Sustainability, the cloud native way

by , , | Feb 21, 2023 | Sustainability

Sustainability has gained tremendous mindshare across the world. Energy conservation and CO2 emissions reductions are among the key initiatives for environmental sustainability. Since data centers contributed to as much as 1% global electricity usage there is a meaningful impact in optimizing power consumption in data centers.

In the cloud computing era, cloud native sustainability spans many areas and touches upon almost every aspect of system architecture, ranging from chip design all the way to application development.

Here at Red Hat, the Emerging Technologies Sustainability Team focuses on the cloud native sustainability, technologies, projects and methodologies. Specifically, we are exploring how to provide end users the insight into the energy consumption of their workloads. This will enable innovations in energy efficient workload scheduling, tuning and scaling.

To this end, we are proud to present Project Kepler, the community-driven open source project that aims to export workload energy consumption across a wide range of platforms.

Note: Red Hat’s Emerging Technologies blog includes posts that discuss technologies that are under active development in upstream open source communities and at Red Hat. We believe in sharing early and often the things we’re working on, but we want to note that unless otherwise stated the technologies and how-tos shared here aren’t part of supported products, nor promised to be in the future.

KEPLER: Kubernetes-based Efficient Power Level Exporter

Kepler started as a collaboration between Red Hat OCTO and IBM Research. This project is based on prior research on runtime system power consumption estimation, i.e. using CPU performance counters and machine learning (ML) models to estimate power consumption of workloads.

Kepler leverages eBPF programs to probe per-container energy consumption related to system counters and exports them as metrics. These metrics help end users monitor their containers’ energy consumption and help cluster administrators make intelligent decisions towards achieving their energy conservation goals.

Kepler architecture

You can read more about the design and architecture of Kepler here. Check us out on GitHub.

Kepler Model Server

The Kepler Model Server is an internal program that provides Kepler with ML models for estimating power consumption on Kubernetes workloads.

The Kepler Model Server pre-trains its models with node energy statistics (labels) and node performance counters (features) as Prometheus metrics on a variety of different Kubernetes clusters and workloads. Once the models achieve an acceptable performance level, Kepler Model Server exports them via flask routes and Kepler can then access them to calculate per-pod energy consumption metrics given per-pod performance counters.

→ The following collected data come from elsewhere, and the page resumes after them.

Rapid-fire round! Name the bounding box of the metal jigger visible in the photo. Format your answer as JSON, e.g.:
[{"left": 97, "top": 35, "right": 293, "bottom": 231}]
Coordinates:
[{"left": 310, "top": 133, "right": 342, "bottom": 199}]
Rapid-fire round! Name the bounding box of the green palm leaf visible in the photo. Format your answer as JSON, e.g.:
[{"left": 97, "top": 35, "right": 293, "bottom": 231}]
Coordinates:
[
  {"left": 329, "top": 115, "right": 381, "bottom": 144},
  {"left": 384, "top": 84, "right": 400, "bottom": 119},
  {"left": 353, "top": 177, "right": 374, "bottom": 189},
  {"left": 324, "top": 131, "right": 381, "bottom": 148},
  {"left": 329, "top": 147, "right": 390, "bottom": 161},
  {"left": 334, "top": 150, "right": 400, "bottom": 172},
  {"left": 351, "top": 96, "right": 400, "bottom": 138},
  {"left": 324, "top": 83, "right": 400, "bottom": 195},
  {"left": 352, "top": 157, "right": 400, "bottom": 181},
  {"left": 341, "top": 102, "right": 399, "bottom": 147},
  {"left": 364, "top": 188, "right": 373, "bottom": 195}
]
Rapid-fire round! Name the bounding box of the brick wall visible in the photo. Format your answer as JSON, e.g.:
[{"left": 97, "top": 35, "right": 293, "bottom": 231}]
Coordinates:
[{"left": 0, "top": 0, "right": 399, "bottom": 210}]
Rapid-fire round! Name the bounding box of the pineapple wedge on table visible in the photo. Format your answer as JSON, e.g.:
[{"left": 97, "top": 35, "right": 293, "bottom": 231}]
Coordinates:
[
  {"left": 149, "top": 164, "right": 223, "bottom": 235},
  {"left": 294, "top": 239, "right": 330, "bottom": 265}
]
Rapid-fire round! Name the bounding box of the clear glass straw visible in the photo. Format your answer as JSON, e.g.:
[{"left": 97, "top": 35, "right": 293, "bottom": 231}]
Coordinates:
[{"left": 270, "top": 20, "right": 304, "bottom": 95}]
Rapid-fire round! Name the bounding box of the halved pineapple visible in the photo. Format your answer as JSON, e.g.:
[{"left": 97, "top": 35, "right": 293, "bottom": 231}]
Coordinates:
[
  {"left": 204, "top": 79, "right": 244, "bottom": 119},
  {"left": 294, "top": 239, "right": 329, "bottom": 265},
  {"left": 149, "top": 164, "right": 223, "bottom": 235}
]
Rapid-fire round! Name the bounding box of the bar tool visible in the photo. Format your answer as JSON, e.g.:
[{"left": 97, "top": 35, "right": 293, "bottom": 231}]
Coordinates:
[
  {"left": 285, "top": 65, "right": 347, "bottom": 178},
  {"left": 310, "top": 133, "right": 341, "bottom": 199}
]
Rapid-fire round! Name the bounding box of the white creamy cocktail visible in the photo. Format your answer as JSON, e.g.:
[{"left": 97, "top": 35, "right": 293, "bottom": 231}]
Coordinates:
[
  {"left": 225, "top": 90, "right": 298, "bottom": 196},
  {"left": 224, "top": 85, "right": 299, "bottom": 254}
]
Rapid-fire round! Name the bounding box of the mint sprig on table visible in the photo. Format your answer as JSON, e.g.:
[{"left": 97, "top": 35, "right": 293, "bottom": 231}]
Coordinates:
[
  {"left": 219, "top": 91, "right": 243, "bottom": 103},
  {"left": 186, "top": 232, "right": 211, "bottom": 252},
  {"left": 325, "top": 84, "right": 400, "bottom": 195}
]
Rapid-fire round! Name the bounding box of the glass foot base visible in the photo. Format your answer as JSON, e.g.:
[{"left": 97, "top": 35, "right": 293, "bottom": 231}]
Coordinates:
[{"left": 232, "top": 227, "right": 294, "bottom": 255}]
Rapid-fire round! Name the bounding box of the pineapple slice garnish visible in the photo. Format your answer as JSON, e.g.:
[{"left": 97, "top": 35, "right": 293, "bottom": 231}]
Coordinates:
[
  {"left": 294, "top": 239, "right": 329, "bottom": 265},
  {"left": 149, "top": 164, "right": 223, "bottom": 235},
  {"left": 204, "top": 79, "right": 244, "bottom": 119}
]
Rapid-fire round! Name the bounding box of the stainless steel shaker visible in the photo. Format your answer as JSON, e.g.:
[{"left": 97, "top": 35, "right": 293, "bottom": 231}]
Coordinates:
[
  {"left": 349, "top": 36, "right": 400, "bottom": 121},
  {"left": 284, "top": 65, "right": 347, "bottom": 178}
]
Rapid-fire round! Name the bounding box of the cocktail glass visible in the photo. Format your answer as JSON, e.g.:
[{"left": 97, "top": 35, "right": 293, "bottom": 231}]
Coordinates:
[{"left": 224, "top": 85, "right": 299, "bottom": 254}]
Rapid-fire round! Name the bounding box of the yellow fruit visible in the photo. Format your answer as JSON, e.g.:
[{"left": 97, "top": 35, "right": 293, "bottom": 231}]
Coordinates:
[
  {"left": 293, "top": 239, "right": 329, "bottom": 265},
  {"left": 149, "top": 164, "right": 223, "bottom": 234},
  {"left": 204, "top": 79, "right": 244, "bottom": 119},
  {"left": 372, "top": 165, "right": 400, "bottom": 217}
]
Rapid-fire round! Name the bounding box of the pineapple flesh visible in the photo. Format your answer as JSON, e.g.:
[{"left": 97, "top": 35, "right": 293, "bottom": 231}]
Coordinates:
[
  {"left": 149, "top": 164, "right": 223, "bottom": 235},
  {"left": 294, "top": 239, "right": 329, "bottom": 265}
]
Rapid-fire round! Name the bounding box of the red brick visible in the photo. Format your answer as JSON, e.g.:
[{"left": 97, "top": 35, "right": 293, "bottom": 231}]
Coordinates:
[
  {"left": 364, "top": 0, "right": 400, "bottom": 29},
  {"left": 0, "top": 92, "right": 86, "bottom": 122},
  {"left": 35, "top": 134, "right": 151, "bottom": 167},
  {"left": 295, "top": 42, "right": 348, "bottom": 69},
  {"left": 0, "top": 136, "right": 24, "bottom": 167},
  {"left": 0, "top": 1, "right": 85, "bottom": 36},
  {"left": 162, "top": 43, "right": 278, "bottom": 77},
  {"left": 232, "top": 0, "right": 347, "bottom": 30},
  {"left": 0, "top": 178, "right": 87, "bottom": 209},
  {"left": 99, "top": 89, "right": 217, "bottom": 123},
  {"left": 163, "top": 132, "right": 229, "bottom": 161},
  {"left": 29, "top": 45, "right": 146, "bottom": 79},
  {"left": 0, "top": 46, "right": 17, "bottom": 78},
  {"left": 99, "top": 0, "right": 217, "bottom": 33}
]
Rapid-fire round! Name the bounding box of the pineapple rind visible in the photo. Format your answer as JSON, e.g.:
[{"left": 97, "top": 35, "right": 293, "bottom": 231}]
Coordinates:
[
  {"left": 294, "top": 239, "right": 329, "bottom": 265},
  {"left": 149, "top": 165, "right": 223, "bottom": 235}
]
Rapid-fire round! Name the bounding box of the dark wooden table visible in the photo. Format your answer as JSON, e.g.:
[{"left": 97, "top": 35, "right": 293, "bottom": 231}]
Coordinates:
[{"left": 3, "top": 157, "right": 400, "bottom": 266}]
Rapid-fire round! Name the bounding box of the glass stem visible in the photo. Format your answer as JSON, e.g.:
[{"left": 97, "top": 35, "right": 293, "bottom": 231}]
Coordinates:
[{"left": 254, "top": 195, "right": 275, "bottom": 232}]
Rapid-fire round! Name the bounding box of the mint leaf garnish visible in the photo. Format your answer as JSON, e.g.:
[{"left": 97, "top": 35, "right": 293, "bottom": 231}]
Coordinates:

Unlike other similar projects, the Kepler Model Server also continuously trains and tunes its pre-trained models using node data scraped by Kepler’s Power Estimate Agents from client clusters. This gives Kepler the ability to further adapt its pod energy consumption calculation capabilities to serve clients’ unique systems.

Kepler model server

To learn more about the Kepler model server, check out:

Looking ahead

We recognize that when it comes to modeling power consumption in the cloud, all of these investigations must be based on scientific research — and the methodologies and algorithms that we use must be transparent and open. With project Kepler and the technologies that we are developing to support it, we are hoping to engage a global community in working to reduce the environmental impact of our increasingly cloud-driven global economy. We look forward to collaborating with you!